The results are in, and the winner is…our beautiful Pacific Northwest.
All jokes aside, it’s true that the natural majesty of this region inspired all of the winners of First Federal Savings and Loan’s photography contest. The contest was open to First Federal’s community members, a region that spans Bellingham, Seattle, Silverdale, Bainbridge Island, Port Townsend, Sequim, Port Angeles, and Forks. Winners will be featured in a desk calendar available in late 2019.
What does First Federal Marketing Director Karen Lewis like best about the annual contest? “Like all photography, my favorite part is viewing different perspectives,” she says. “When you view a photo, you’re really seeing a moment in time through someone else’s eyes. It’s beautiful to share in that. Whether you’re just starting out with photography or have many years of experience, it’s amazing that we can share our experiences with each other in this way.”
Though the photography contest had typically been open only to bank employees, this year it was open to community members—and the response was overwhelming, with over 1,000 entries from across the state. “We had fantastic engagement,” says Lewis. “I think people really had a lot of fun with it and the response was just unbelievable.” Of course, Whatcom County was strongly represented, being an area with a high concentration of artistic, adventurous folks.
Bellingham School District’s own Aaron Tiger, whose photo of Horseshoe Bend was selected as a winning entry, describes himself as a “Northwesterner through and through.” Though aside from photography classes in high school he has no professional training, Tiger’s desire to share his love of the Pacific Northwest drew him back to the medium.
He’s an avid hiker, and notes that much of his inspiration is found in the mountains. “I think what draws me in the most and inspires me are the vistas,” Tiger says. “I love hiking to a viewpoint where I can look out over the beautiful place we live and soak in the valleys, the changing mists on the hillsides, the mountain peaks covered in glaciers and snow, or the fall colors dotting a nearby valley.”

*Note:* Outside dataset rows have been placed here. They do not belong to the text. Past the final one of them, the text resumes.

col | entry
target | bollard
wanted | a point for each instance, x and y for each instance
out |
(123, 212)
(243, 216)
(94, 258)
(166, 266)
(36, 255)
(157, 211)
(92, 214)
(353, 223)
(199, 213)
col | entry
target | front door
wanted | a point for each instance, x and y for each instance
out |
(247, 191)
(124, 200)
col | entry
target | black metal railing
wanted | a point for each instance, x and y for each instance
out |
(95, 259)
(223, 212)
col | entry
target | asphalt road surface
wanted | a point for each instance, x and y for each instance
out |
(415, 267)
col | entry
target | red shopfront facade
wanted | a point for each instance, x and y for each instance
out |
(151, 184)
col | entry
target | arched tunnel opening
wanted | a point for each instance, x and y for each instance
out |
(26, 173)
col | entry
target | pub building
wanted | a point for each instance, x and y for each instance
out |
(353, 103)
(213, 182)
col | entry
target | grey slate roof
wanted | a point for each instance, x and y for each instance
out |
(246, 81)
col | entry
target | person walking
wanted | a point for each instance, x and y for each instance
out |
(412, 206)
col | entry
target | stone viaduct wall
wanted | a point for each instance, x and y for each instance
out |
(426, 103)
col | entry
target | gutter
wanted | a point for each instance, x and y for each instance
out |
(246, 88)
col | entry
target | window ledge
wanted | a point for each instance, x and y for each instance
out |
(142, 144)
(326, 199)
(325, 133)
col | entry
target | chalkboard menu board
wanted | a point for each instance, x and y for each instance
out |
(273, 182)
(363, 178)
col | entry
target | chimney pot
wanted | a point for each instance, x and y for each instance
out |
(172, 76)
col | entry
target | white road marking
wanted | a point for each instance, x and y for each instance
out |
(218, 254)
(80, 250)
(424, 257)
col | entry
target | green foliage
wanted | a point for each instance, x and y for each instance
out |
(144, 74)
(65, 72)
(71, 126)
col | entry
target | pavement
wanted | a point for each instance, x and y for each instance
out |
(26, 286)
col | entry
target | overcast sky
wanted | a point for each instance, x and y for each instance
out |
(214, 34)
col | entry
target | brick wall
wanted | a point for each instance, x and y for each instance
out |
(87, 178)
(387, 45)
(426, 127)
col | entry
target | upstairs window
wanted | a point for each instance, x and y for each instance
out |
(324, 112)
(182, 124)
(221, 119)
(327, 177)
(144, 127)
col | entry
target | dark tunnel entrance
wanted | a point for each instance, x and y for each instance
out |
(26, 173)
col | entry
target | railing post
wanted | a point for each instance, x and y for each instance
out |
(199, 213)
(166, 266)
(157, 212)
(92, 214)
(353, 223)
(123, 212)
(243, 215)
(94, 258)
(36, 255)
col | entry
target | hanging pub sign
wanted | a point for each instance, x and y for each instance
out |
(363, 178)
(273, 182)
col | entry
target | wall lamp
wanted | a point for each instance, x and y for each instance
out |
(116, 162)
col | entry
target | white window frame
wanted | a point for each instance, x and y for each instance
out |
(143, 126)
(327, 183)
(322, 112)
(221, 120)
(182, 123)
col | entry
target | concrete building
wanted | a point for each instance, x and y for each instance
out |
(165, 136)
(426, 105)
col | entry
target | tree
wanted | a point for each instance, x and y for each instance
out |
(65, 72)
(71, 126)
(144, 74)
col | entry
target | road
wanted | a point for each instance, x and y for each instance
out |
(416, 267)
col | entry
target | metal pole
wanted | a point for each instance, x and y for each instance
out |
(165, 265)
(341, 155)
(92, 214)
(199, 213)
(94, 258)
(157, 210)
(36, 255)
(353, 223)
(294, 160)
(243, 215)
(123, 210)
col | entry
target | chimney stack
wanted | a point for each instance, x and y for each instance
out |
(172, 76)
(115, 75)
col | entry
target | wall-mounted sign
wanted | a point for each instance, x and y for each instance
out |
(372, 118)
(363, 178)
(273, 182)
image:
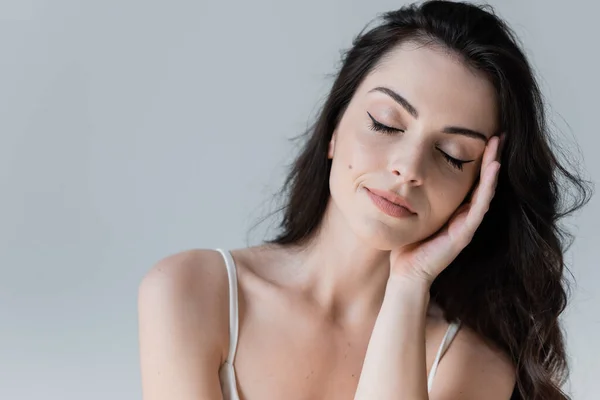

Tiger also likes hiking in the forest, where the trees loom above. “It makes me feel like I just walked right onto the set of a fantasy movie.”
Becky Stinnett’s shot of Mount Shuksan also garnered positive reviews. She describes the moment she captured as “too perfect to pass up. Picture Lake was truly picturesque.” Stinnett circled the lake until she found a frame through the trees that drew her eye, and took several photos that she later stacked/combined to get the most detail from both the brightly lit and darkly shadowed areas. “I want the viewer to see what I saw, as I saw it,” she says. “I want my photo to do the landscape justice.”
Jason Nyhus’ photo of K9 dog, Hyde, taking a break at work was also popular with the community. “I like to get scenic photos and photos of our dogs out in our community to show citizens their dogs and how much of an asset they are to our community,” Nyhus says. “I want people to know they are regular dogs with extensive training and love their jobs of keeping citizens safe.” This is a picture with dual inspiration: the beauty of the Pacific Northwest and the admiration for the hard work of our K9s.
Also inspired by the natural beauty of the area, Willadee Worthington-King hopes that the images she captures will “inspire people to get outside and enjoy the Pacific Northwest.” Worthington-King frequently shares her lovely local photographs on social media using the hashtag #whatcomtalk—be sure to check it out for images of breathtaking vistas, wildlife, and more. “We are so blessed to have the best of both worlds,” Worthington-King says. “Water and mountains are my favorite things.”
If water and mountains are also favorites of yours, you’ll find plenty of inspiration in First Federal’s upcoming 2019 wall and desk calendar. Photography is the perfect way to bring the majesty of the Pacific Northwest into your home. “I think what I try to do with the pictures I take is to show people that there is real beauty in this world,” Tiger says. “That just a walk across the street or a ten-minute drive can help put us in position to explore a new landscape. There’s always beauty, we just have to go find it.”